What if you worked like hell to get something going,finally got her pulse sped up to higher than reptile numbers and halfway through simply stopped, got up and left the room commenting. "Yeah I'm just not into it. Sorry, that's how I am."


----------



## cruiser (Jul 8, 2011)

Runs like Dog said:


> What if you worked like hell to get something going,finally got her pulse sped up to higher than reptile numbers and halfway through simply stopped, got up and left the room commenting. "Yeah I'm just not into it. Sorry, that's how I am."

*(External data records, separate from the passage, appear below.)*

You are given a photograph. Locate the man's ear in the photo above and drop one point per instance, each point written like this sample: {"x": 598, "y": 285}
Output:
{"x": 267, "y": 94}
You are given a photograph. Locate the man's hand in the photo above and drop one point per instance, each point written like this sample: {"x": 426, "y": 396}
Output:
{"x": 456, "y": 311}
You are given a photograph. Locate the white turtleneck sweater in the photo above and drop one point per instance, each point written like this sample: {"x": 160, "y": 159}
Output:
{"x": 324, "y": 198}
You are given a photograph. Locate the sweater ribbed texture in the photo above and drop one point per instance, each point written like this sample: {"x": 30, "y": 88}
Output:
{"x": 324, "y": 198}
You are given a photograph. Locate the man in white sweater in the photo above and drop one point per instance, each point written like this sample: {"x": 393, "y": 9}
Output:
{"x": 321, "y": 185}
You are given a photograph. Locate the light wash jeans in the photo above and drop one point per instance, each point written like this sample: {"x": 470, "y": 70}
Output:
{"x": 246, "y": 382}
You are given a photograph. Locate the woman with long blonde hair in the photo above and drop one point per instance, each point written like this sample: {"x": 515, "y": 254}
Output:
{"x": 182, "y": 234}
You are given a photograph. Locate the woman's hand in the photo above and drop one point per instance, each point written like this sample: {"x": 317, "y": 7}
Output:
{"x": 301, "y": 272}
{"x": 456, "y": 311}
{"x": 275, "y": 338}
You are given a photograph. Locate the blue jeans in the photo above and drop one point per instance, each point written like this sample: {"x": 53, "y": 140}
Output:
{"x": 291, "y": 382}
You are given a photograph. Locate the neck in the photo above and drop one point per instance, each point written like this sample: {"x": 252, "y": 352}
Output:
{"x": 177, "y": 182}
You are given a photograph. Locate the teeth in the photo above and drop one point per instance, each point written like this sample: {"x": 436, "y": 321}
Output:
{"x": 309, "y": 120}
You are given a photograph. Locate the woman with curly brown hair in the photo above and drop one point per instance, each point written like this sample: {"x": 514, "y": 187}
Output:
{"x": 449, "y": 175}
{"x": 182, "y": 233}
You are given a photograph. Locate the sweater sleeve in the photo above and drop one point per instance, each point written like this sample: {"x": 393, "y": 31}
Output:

As funny as this is I couldn't imagine anyone ever doing this. I would NEVER do anything to intentionally hurt my wife. Still trying to make up for the unintentional hurts.

Really I just want to get our sex life on track so that we're both happy and satisfied and don't feel pressured, uncomfortable, intimidated, shy or awkward. I believe she wants the same. Just how do we get there?


----------



## Catherine602 (Oct 14, 2010)

That last bit is concerning. Entitlement - there is some resentment there. She won't admit it so I would not advise asking about it directly. 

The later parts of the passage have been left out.